I am planning to move to South Africa with my partner and our two children, aged 2.7 years and 6 months.

We have spent a fair amount of time in SA and my mother has a South African passport though i would only be able to apply for right to reside.

We are after some advice about schools, healthcare etc. As ex-pats would we have to send the girls to private school? What is the cost of schooling?

Presumably we would have to have health insurance - any info about costs etc?

Basically, anything you can offer to help us with the move would be much appreciated!

Kate


----------



## zambezi.king (Oct 8, 2009)

katebretherton said:


> Hi,
> 
> I am planning to move to South Africa with my partner and our two children, aged 2.7 years and 6 months.
> 
> ...


Hi Kate,

I am not going to get into that "have you seen a good shrink lately?" thing

Please advise where you want to live what standard of living etc, etc as the costs will vary.

*For Johannesburg*

Rent (3 bed detatched house, secure boomed area)..........R7500 minimum
Lights and water.................................................................R1500 - 2000
Good medical aid (a must!!)................................................R3500
Most govt schools are rubbish but there are some 
semi-good, semi-private ones.............................................R800 - 1000
Private schools start @.......................................................R1 200

The above is realistic for a decent area... you get what you pay for so if someone tells you it can be got for less... they are blowing smoke up your... or they are not comparing apples with apples.

Remember education has a few serious problems here (as elsewhere), we are due 25% increses in electricity prices every year for the next 2-3 years. 

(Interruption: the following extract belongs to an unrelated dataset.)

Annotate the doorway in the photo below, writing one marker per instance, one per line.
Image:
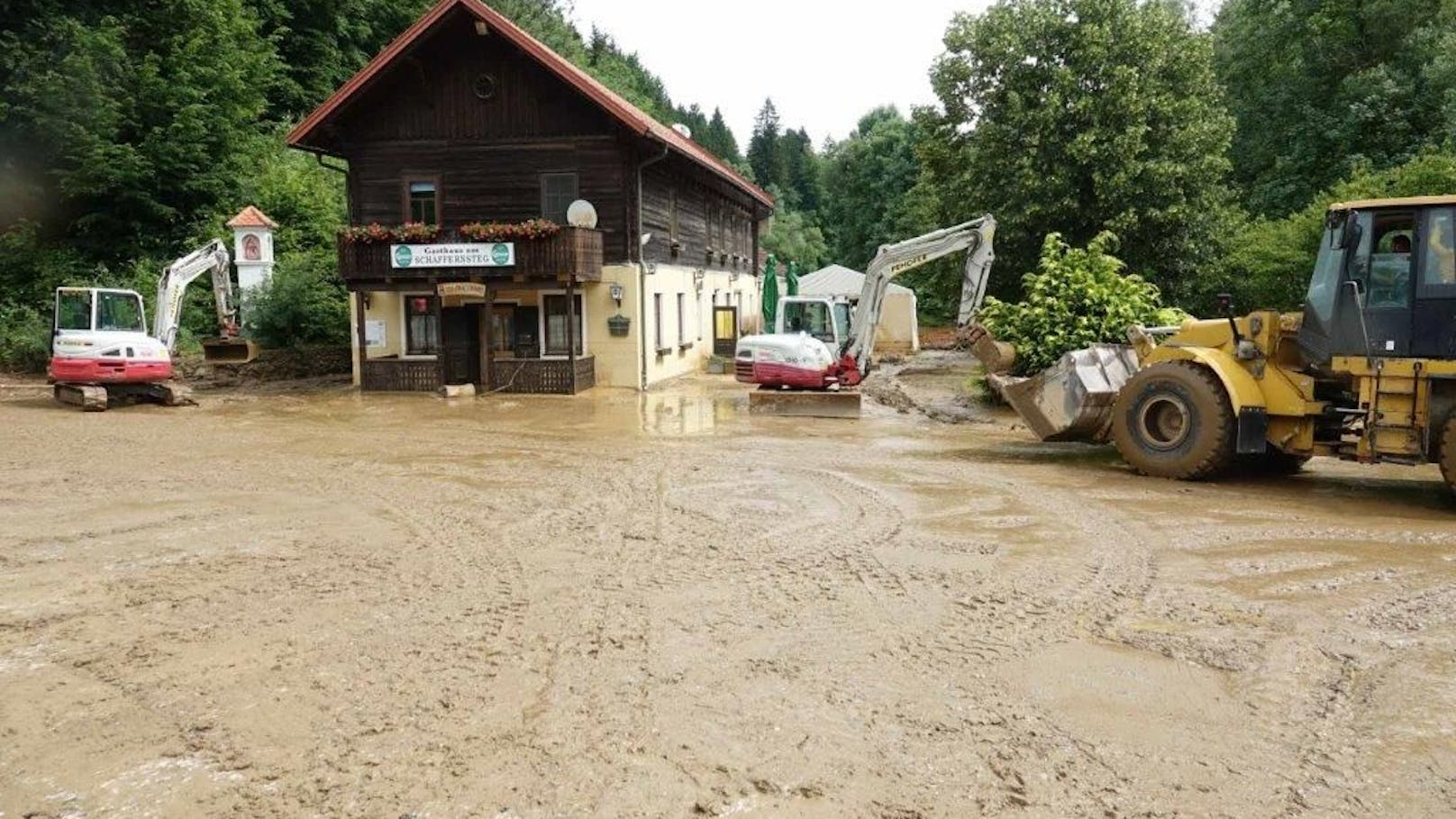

Having spent time here you obviously know about the crime, corruption and lack of general services etc so I won't bore you with that. You will get opinions both pro and anti SA. I am tired of repeating that... it is your choice... *do your research on facts not opinions*

Good luck.


----------



## marieannetta (Mar 22, 2010)

Hi Kate

I live in Germiston - city next to Johannesburg (JHB) and I agree with ZK's costing. You'll obvously stay as close to your job as possible. 
A few other costs: Good day care centre about R800 per child. Housekeeper R2500 live in.
Monthly grocery bill about R3500. Veg and fruit are cheap, meat and cleaning supplies are not.
Google the British expat blog in South Africa so you can link up with people from the UK that can give you a closer comparison to UK prices and standards.


----------



## crazy-badger (Jul 15, 2010)

*Moving from UK to SA with children*

Hi Kate,

I relocated from the UK with my wife and two children (5 and 2) in April this year, moving from a small English village to Johannesburg.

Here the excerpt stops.